Monday, August 24, 2015

Coming to Terms with my Status as a Drifter

With my recent purchase of an air mattress, I officially am able to fit all my possessions in my Buick '92.    Almost four years ago when I had my mental breakdown I got rid of SO MANY THINGS and then it was crazy and a symptom of mania.

But now when I do it, it's normal, and a symptom of my commitment to minimalism.


"Normal".  Huh.  Anyways my year-long no-new-clothes ban is going well.  Had to buy new shoes for work, but that's allowed.    Haven't cheated since I got a  hat and tank top from Minneapolis consignment store gina + will, which was over a month ago.    Regret the hat, but the tank top is black and simple and therefore I've been using it every weekend or so.

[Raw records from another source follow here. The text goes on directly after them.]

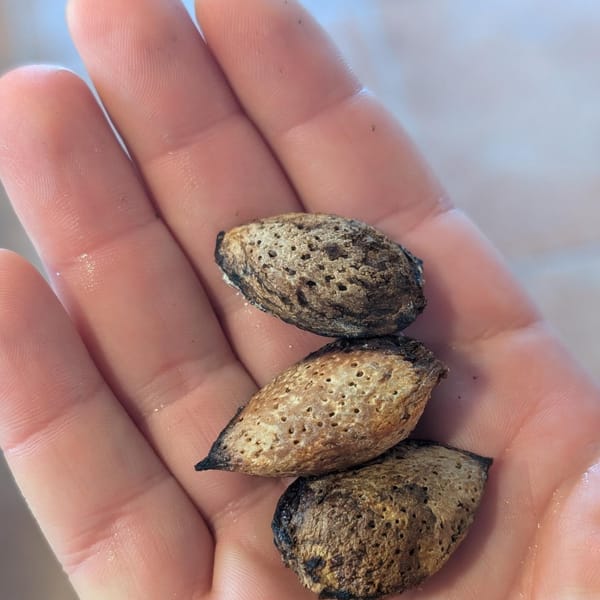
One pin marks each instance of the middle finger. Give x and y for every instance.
(206, 165)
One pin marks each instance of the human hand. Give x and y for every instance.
(107, 403)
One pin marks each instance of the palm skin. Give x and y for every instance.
(113, 391)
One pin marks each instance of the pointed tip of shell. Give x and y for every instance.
(211, 463)
(484, 461)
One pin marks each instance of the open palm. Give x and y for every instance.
(109, 397)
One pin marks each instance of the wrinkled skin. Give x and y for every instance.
(111, 392)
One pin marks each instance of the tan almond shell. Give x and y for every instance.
(381, 528)
(323, 273)
(341, 406)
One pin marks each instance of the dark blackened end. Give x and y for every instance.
(211, 463)
(218, 459)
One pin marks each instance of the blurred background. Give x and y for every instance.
(501, 96)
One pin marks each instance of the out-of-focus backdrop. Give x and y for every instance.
(503, 99)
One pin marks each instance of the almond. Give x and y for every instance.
(333, 276)
(342, 405)
(380, 528)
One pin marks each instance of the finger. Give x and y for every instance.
(112, 513)
(204, 162)
(346, 154)
(126, 283)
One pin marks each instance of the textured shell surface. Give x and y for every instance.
(380, 528)
(342, 405)
(323, 273)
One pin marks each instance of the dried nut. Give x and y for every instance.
(342, 405)
(333, 276)
(382, 528)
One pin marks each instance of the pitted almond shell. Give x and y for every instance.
(381, 528)
(323, 273)
(341, 406)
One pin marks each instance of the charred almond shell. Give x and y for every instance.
(333, 276)
(381, 528)
(342, 405)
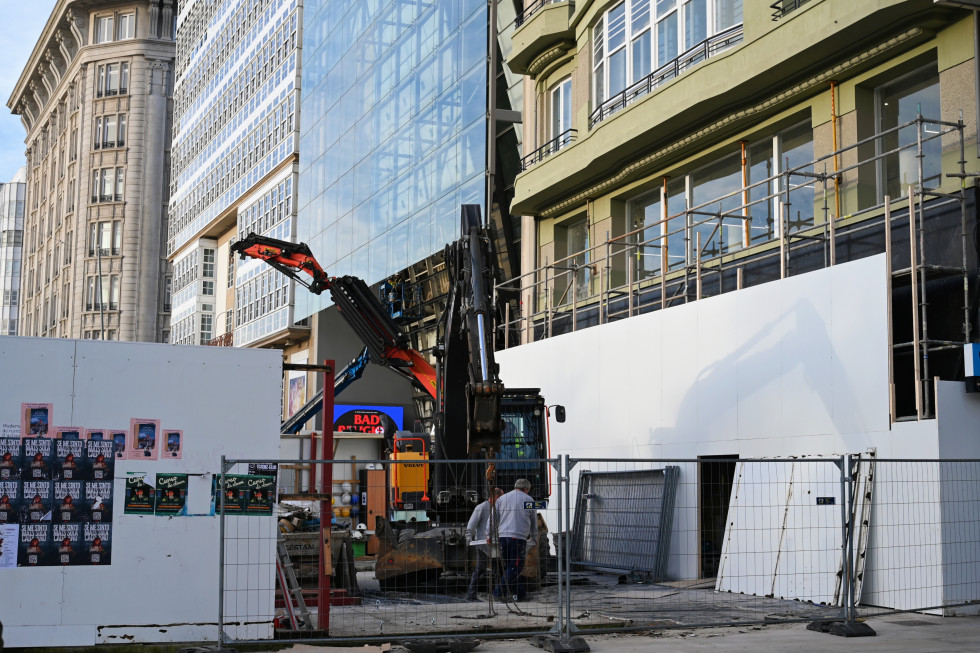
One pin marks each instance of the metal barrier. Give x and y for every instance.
(621, 545)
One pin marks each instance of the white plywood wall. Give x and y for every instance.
(162, 584)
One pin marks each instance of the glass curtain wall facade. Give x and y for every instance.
(12, 197)
(394, 131)
(235, 159)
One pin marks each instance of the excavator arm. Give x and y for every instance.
(362, 310)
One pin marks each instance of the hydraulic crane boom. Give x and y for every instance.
(384, 339)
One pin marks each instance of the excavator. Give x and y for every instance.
(476, 418)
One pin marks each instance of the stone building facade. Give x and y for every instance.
(95, 99)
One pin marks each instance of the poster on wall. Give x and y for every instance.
(99, 461)
(38, 459)
(69, 459)
(38, 497)
(144, 439)
(97, 543)
(8, 545)
(384, 420)
(67, 543)
(9, 502)
(171, 494)
(68, 501)
(68, 433)
(261, 490)
(98, 501)
(34, 545)
(236, 487)
(35, 420)
(173, 444)
(11, 459)
(140, 494)
(119, 439)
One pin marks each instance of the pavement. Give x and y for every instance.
(894, 634)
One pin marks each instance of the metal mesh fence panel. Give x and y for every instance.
(408, 548)
(411, 549)
(923, 550)
(708, 542)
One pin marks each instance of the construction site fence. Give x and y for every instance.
(630, 544)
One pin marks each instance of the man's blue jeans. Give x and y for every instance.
(513, 551)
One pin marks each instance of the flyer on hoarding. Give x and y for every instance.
(97, 543)
(98, 501)
(69, 460)
(171, 494)
(11, 459)
(34, 545)
(35, 420)
(8, 545)
(66, 543)
(143, 439)
(99, 463)
(10, 502)
(38, 459)
(173, 445)
(140, 494)
(68, 433)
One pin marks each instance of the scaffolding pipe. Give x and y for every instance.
(922, 273)
(833, 120)
(889, 278)
(914, 272)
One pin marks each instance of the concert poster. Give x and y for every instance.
(68, 433)
(140, 496)
(34, 546)
(11, 459)
(69, 460)
(98, 501)
(9, 502)
(236, 487)
(97, 543)
(259, 499)
(143, 439)
(35, 420)
(171, 494)
(37, 497)
(8, 545)
(119, 439)
(68, 502)
(38, 459)
(67, 547)
(99, 461)
(173, 445)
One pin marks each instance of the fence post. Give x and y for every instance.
(221, 555)
(559, 627)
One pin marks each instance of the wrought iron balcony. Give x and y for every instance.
(548, 148)
(703, 50)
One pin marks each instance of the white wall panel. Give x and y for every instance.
(164, 569)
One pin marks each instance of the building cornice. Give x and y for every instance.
(59, 19)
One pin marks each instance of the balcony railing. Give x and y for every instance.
(224, 340)
(703, 50)
(782, 7)
(529, 10)
(548, 148)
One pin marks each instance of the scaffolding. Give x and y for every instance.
(628, 274)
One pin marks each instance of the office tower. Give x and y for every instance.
(234, 169)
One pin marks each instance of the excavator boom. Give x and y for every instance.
(387, 343)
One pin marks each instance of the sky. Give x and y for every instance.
(22, 23)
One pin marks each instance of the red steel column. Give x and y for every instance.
(326, 510)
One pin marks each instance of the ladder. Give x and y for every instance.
(292, 593)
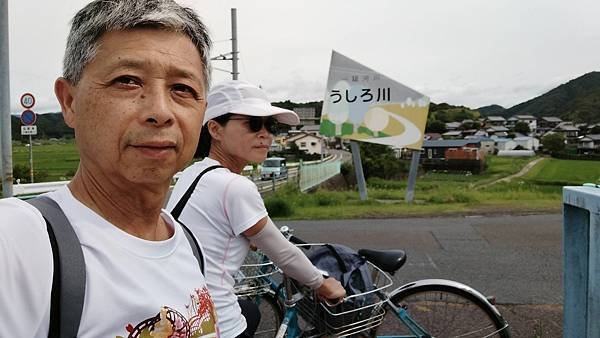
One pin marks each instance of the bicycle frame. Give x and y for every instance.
(290, 327)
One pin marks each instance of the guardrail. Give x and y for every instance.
(315, 174)
(28, 190)
(581, 245)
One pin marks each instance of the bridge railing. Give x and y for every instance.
(314, 174)
(581, 245)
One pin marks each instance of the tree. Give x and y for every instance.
(522, 128)
(553, 142)
(435, 126)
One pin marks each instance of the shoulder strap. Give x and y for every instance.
(68, 281)
(338, 258)
(195, 246)
(188, 193)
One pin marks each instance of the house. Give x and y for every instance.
(589, 144)
(311, 129)
(436, 149)
(548, 122)
(452, 126)
(486, 144)
(454, 134)
(499, 131)
(307, 115)
(529, 119)
(495, 121)
(461, 155)
(309, 143)
(275, 146)
(432, 136)
(527, 142)
(504, 144)
(511, 122)
(567, 129)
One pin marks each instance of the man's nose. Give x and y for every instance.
(156, 107)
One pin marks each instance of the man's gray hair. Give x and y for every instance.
(101, 16)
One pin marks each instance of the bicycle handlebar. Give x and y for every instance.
(297, 240)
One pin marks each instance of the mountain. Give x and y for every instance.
(577, 100)
(491, 110)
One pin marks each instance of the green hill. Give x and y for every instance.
(577, 100)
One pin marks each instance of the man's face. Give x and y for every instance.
(138, 108)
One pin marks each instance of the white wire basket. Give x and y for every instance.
(253, 277)
(358, 313)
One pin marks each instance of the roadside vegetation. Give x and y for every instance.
(436, 193)
(442, 193)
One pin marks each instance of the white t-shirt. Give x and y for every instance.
(131, 283)
(220, 209)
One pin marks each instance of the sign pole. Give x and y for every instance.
(412, 176)
(360, 177)
(30, 160)
(5, 128)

Two days until our two year anniversary.  More than half of that has been long-distance.

Might have to move there.  I'm so tired of the loneliness.

Have been feeling scattered, perhaps because I have been preparing to be perpetually homeless as of yesterday.  Maybe also because the majority of my heart is in Delhi and I'm here.  Or the fact that I couldn't get shifts for September and am contemplating OTHER OPTIONS. Such as moving to Minneapolis, thus breaking my heart into more chunks and attempting to transfuse into new soil / or concrete.

I regret the lack of continuity in the post.

I really don't care enough to fix it.